Cancer has spread to structures near the vulva such as the lower third of the vagina, urethra and/or anus. This stage is usually treated with partial or radical vulvectomy and removal of the lymph nodes of the groin (or a sentinel node biopsy). Radiation therapy to the edges of the tissue removed by surgery may be needed as a follow-up to destroy any possible remaining cancer cells. The procedures may also be reversed, with radiation first and then surgery. Older women who may not be strong enough for surgery may just be treated with radiation. The 5 year survival rate for women without lymph nodes being affected in stage 2 ranges from 70 to 90 percent. This drops to 40 percent if cancer is detected in the nodes.
By this stage cancer has spread to the lymph nodes. Treatment is generally the same as stage 2. Surgery to remove the tumor will be required, either by radical wide local incision or partial/complete radical vulvectomy. The lymph nodes in the groin will also be removed. This is usually followed-up by radiation therapy (with or without chemotherapy). This is done to kill any possible remaining cancer cells and preserve as many of the surrounding structures as possible (vagina, anus etc). Occasionally radiation will be given before surgery in order to reduce the size of the tumor. If the woman is physically unable for surgery radiation, sometimes combined with chemo will be given. The chance of cure, as might be expected with advanced stages of cancer, is lower. The most important indicator is whether or not cancer cells are discovered in the lymph nodes.
Cancer has spread more extensively to other organs such as the pelvis, rectum, bladder, upper vagina, urethra and/or pelvic bone. Surgery is the key treatment option and the goal is to physically remove as much of the cancer as possible. The extent of the surgery will depend on how far the disease has spread. The most common type of surgery is a radical vulvectomy. Pelvic exenteration is another option, but it is so radical and severe it is rarely performed. Radiation and chemo may also be given before or after surgery. Lymph nodes will be removed by surgery and radiation will be applied to the area. See also Cancer Surgery and Cancer Surgery Recovery.
If vulva cancer comes back after treatment it is called recurrent. It can come back to the same spot (local recurrence), the nearby lymph nodes (regional recurrence) or to distant sites (distant recurrence, or metastasis). In the vast majority of cases (80 percent) a recurrence occurs within 2 years of treatment. When it comes to prognosis and outlook for the patient, the sooner it comes back the better. Radiation or radical excision can be applied to a small local recurrence. An extensive return might be treated with radical vulvectomy or pelvic exenteration. If the tumor returns after 2 years a combination of surgery and radiation will be used. If the cancer has spread to other organs chemotherapy and or radiation may be given as palliative therapy. A cure is not expected but treatment focuses on reducing pain and symptoms. The woman will be encouraged to enter clinical trials for experimental treatments.

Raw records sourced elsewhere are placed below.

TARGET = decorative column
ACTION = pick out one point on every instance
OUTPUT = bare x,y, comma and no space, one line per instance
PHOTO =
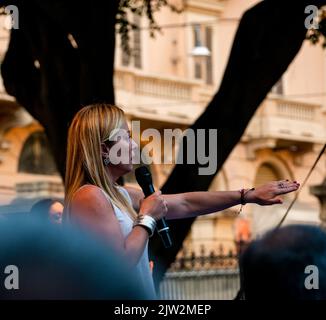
320,192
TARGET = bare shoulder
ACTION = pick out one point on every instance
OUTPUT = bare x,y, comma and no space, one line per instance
136,196
90,198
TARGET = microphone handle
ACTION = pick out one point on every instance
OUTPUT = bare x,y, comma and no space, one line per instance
161,225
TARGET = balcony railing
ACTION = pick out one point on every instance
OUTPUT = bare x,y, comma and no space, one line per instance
288,120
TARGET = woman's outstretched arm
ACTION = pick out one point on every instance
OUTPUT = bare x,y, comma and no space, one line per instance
192,204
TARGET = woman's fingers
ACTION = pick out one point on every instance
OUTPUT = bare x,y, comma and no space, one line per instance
284,187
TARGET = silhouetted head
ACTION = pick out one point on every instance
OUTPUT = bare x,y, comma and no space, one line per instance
60,263
286,263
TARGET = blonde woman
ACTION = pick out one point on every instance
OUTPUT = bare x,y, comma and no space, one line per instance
120,215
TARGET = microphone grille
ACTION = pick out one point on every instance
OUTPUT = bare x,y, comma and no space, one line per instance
143,176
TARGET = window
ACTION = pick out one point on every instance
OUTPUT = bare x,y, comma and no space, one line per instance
209,59
135,56
36,156
203,68
278,87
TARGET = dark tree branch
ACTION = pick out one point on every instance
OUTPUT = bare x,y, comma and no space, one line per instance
268,38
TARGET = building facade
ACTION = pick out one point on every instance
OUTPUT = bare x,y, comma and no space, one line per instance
165,87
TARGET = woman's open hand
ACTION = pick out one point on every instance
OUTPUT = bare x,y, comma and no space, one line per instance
270,192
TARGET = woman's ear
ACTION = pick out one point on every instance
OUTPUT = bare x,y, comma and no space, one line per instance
105,150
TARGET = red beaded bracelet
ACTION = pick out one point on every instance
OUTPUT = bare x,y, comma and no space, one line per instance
242,197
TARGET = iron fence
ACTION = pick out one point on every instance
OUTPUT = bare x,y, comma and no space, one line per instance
213,276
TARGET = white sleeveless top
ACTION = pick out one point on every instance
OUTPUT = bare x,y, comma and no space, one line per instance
142,269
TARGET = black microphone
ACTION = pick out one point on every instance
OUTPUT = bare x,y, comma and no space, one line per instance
144,179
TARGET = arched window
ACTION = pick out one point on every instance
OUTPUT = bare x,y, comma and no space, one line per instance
36,156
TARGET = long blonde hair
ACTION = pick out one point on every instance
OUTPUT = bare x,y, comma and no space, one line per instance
91,126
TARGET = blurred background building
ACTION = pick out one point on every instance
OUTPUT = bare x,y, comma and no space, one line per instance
166,86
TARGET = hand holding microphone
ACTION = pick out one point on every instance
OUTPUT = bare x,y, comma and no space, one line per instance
153,204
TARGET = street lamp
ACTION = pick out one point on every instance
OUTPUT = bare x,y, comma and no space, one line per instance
199,51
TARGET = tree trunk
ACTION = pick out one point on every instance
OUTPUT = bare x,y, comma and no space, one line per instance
269,36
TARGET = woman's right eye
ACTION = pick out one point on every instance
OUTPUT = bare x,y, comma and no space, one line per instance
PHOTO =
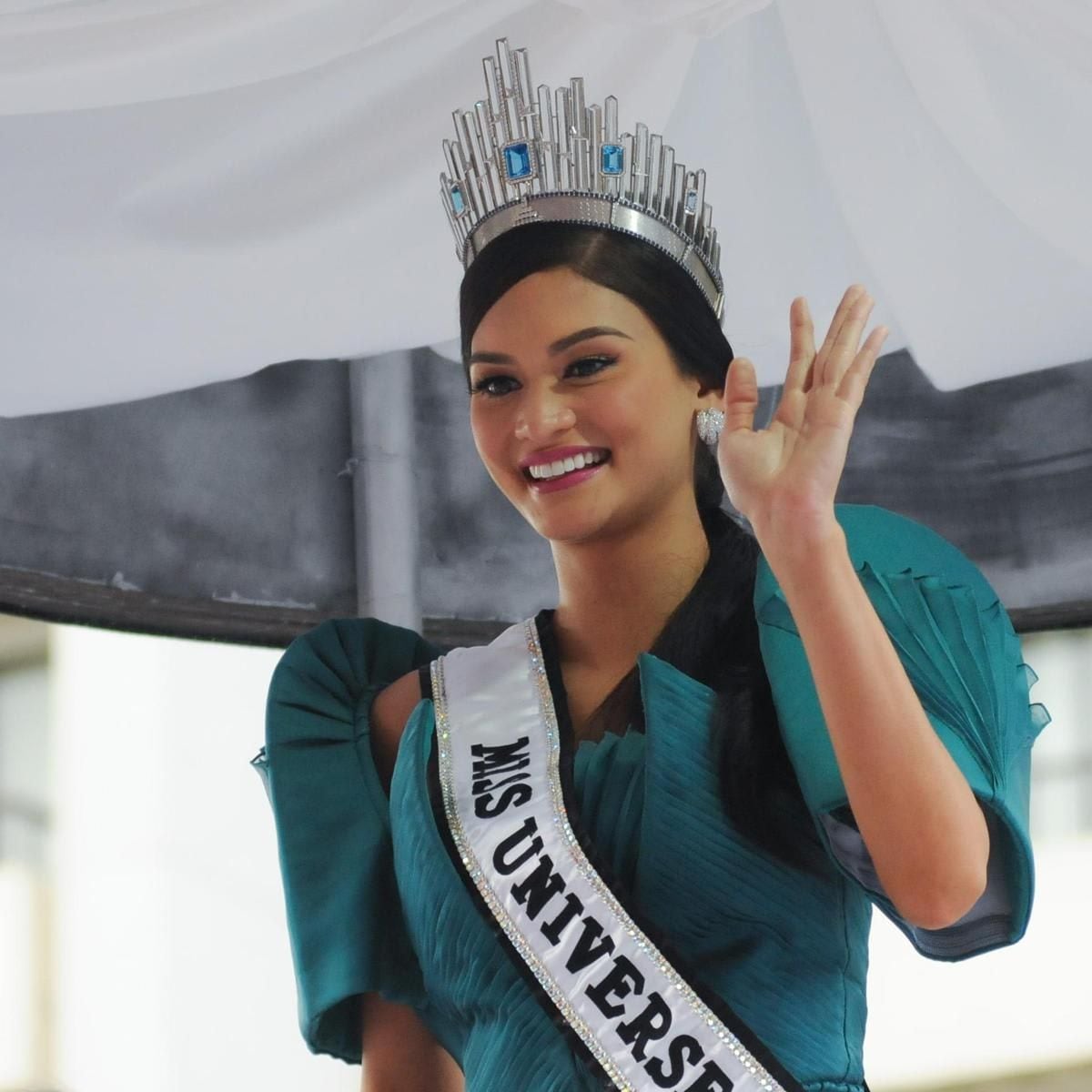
486,386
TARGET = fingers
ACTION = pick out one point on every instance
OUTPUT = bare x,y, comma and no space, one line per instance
841,330
741,396
802,349
852,387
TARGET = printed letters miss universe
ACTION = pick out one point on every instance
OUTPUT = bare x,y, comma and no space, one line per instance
502,790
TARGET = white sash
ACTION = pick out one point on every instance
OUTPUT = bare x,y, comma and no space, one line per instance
500,749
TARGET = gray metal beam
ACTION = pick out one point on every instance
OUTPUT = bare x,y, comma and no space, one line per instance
385,495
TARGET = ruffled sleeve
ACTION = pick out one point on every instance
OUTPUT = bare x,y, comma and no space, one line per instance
964,658
332,824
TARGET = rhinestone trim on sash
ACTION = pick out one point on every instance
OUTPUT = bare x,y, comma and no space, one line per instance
754,1076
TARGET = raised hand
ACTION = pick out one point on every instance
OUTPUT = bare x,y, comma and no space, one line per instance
784,478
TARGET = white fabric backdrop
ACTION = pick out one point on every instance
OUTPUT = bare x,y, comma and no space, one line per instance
191,190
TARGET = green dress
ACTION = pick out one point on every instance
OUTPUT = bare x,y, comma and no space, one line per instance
375,904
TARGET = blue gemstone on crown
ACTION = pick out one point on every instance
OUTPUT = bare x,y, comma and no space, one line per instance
518,161
614,159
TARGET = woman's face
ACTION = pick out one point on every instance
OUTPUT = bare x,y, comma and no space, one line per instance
562,367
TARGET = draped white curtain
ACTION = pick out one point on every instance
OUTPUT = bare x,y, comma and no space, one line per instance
192,190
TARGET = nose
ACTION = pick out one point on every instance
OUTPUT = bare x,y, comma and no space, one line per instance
543,415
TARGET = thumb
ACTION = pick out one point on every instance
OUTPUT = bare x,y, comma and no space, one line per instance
741,396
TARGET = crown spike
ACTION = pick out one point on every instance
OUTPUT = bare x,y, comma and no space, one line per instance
655,179
704,223
642,164
511,102
483,134
627,174
611,119
699,202
579,119
547,126
667,180
563,117
495,99
523,85
531,153
595,153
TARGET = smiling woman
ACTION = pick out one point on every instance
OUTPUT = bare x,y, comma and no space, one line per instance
729,741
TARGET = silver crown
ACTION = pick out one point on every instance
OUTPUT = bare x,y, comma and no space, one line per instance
519,159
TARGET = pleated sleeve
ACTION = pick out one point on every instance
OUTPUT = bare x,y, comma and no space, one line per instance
961,654
332,820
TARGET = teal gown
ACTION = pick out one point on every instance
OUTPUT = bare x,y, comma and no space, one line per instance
375,904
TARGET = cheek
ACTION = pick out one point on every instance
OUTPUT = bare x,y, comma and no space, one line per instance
490,432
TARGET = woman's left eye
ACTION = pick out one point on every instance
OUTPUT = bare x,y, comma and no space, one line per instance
596,364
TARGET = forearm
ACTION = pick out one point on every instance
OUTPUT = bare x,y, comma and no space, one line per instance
915,812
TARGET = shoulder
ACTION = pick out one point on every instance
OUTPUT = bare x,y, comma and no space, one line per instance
329,677
390,711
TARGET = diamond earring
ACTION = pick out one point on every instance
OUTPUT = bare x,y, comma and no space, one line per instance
710,424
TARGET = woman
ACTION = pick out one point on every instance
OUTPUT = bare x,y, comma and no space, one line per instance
834,713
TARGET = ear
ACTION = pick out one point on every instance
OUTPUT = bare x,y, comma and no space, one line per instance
710,397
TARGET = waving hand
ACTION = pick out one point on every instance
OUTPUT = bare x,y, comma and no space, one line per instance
790,470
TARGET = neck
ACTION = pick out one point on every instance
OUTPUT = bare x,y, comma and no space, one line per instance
615,595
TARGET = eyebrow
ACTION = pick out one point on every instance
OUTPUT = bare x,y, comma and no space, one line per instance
560,347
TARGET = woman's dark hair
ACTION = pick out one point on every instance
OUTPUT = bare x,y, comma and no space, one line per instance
713,634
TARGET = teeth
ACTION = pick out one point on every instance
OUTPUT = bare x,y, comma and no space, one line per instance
545,470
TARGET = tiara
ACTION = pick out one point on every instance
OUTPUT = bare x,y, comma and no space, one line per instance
518,159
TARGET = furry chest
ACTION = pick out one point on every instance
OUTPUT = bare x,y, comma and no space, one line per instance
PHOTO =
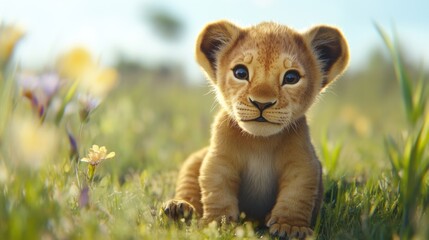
258,187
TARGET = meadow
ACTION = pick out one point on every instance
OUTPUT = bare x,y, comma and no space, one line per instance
371,132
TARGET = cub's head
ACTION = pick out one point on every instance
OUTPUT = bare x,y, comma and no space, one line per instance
268,75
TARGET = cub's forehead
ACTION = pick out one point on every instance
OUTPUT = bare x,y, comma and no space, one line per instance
270,41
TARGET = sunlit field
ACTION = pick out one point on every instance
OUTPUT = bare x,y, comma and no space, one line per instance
91,152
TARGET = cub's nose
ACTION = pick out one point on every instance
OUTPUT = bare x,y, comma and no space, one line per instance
262,106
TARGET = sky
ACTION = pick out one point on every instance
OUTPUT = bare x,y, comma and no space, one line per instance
109,28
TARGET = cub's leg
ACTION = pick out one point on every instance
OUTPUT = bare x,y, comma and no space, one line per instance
299,196
219,181
187,199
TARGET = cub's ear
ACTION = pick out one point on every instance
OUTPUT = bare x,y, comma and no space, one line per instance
214,40
331,49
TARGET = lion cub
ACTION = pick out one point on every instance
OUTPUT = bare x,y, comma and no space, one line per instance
260,160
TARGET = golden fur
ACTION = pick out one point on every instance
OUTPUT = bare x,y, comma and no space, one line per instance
260,160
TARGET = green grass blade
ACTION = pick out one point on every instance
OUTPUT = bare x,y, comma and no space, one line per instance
401,75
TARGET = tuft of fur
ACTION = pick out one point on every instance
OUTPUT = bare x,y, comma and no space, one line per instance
260,161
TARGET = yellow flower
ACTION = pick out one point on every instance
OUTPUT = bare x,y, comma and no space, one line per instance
79,65
33,144
9,37
75,62
97,155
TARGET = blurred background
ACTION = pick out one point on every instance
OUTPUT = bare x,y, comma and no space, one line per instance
152,33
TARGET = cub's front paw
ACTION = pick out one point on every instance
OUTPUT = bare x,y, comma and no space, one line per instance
221,216
281,228
178,209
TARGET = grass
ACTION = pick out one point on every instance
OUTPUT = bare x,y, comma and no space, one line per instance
374,154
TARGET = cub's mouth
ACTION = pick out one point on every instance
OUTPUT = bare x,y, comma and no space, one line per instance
258,119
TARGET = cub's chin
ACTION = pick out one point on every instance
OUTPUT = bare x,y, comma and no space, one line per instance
260,129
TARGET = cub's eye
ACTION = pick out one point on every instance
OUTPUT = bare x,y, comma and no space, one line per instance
241,72
291,77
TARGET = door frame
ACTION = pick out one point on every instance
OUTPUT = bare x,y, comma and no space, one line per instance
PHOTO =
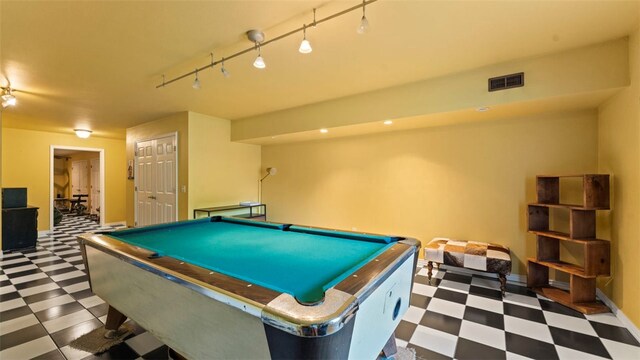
135,167
51,192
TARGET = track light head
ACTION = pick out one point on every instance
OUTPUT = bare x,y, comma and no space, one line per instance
259,62
196,82
305,46
255,36
223,70
364,23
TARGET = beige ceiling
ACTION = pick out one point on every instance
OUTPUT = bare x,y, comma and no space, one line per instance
96,64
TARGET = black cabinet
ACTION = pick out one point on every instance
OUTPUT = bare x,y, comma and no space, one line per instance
19,227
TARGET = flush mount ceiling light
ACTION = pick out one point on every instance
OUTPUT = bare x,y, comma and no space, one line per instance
8,99
258,39
82,133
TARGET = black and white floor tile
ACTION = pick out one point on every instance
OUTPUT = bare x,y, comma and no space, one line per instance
45,303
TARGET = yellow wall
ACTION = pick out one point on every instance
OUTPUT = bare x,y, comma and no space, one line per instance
26,156
220,172
150,130
468,181
591,69
619,155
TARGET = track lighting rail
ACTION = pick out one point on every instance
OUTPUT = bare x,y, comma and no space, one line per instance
264,43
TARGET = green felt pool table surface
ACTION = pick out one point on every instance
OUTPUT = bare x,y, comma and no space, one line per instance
300,261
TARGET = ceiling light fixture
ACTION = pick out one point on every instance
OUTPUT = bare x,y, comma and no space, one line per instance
364,24
305,46
257,37
8,99
224,71
196,82
259,62
82,133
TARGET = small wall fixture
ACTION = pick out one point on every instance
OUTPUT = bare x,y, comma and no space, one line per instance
8,99
82,133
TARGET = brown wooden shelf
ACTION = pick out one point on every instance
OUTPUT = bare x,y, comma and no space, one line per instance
575,175
570,206
565,236
564,297
582,231
563,266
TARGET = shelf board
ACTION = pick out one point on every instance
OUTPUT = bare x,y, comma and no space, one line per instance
563,297
570,175
569,206
565,236
563,266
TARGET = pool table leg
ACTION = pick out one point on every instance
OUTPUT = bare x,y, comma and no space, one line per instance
390,349
114,319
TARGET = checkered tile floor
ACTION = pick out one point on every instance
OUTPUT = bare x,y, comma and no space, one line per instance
45,303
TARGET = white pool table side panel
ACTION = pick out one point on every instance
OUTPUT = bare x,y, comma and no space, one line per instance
375,312
184,319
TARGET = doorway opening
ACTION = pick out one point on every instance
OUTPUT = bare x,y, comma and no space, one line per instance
77,184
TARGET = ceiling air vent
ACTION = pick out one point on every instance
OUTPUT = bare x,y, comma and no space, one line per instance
506,82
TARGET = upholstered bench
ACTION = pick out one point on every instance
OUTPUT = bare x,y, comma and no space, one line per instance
471,255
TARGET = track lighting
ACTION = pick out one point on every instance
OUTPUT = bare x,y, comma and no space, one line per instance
305,46
258,40
196,82
364,23
8,99
224,71
259,62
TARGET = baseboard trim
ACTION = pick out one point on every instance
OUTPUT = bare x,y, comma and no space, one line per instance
633,329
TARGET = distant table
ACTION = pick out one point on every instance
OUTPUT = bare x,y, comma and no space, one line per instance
62,204
255,212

If the cancer is not invasive and Paget's disease is present treatment is usually a wide local excision or simple vulvectomy. If adenocarcinoma has invaded a Bartholin gland or vulva skin sweat gland then a partial radical vulvectomy is usually recommended along with removal of the groin lymph nodes (one or both depending on the site of the primary tumor).
This is no different to skin cancers in any other part of the body. They can be quite unpredictable and aggressive. Ideally they are treated with surgery and the regional lymph nodes are also removed.